While all the gifts are desirable the gift of prophecy, that is God speaking through people to people, builds up the church to a greater extent than any of the other gifts and as such should be given priority over the other gifts including that of tongues, which the Corinthians gave more weight to when gathered together.
This is not to downplay the power of the gift of tongues, for as Paul highlights “The one who speaks in a tongue builds up himself” (v.4). That said, we should not neglect, but rather desire to speak in tongues for our strengthening and growth; but there’s a divine order to the use of this gift, that we should honour. Paul reveals this in stating that “one who speaks in a tongue should pray that he may interpret” (v.13). The expression of a tongue is nonsensical to listeners as it’s the pronouncement of mysteries to God and as such may be particularly off putting for non-believing guests especially when used en masse across the congregation, as in the Corinthian church at the time. As such the most loving use of this gift amongst other believers is to accompany it with an inspired interpretation that comes through prayer.

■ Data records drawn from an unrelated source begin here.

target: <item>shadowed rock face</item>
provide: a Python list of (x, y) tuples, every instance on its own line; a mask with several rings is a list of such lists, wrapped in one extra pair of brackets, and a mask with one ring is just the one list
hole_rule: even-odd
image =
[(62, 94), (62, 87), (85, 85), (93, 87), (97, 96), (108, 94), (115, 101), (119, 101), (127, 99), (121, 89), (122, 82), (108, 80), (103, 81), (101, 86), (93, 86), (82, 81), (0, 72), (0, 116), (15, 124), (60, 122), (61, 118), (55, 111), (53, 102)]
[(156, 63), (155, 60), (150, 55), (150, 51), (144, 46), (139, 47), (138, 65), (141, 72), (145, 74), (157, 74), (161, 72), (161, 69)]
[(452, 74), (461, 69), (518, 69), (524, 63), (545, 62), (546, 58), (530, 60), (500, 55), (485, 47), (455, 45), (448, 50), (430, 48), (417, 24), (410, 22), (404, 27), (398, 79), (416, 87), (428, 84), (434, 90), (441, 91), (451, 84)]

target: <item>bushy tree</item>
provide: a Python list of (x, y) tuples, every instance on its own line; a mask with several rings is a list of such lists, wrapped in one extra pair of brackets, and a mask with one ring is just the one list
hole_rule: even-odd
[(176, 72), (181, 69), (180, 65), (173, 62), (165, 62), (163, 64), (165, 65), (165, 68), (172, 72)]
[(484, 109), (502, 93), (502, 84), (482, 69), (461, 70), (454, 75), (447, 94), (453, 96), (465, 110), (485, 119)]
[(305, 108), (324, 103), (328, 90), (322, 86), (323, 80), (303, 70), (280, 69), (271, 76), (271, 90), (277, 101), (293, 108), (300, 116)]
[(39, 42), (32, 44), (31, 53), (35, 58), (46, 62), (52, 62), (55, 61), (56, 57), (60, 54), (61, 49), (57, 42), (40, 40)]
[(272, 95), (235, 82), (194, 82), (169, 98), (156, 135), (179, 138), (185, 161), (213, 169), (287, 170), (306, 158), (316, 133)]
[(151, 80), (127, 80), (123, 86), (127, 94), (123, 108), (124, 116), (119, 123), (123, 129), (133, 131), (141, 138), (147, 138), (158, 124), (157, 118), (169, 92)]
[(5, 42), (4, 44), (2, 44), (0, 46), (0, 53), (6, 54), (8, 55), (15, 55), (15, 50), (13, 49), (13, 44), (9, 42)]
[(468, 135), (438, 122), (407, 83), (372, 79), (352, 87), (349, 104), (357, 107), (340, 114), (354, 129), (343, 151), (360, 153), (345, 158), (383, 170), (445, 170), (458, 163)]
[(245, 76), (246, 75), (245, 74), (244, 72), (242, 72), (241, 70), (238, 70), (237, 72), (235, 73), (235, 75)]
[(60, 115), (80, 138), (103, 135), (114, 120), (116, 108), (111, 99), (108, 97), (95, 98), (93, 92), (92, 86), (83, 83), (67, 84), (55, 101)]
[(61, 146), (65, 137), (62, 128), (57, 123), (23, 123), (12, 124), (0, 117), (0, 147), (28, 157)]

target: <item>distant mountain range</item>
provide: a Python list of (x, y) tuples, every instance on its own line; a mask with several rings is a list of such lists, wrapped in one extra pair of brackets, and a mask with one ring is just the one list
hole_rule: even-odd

Unlike the gift of tongues, the gift of prophecy is directly geared towards being clearly understood by others and strengthening others. Therefore, prophecy with it’s greater beneficial impact on listeners should be prioritised over speaking in tongues when worshiping together as a church. Is it not wonderful to know that God is in hot pursuit, for us to hear from Him so that we would be transformed by his loving voice in our lives? Today are you lending your ear and mind to what God may be saying to you for the benefit of yourself and others?
Brothers and sisters go for it in being sold out for love and joyfully desiring and using spiritual gifts, particularly prophecy, to heap blessings over the people that God has in your line of sight. If you do have the gift of prophecy, no matter how small, I want to encourage you to make use of it this week to bless someone. This could be through a text or email or even better face to face. And if you have the gift of tongues, I want to encourage you to use it and pray for an interpretation that it may bless anyone listening.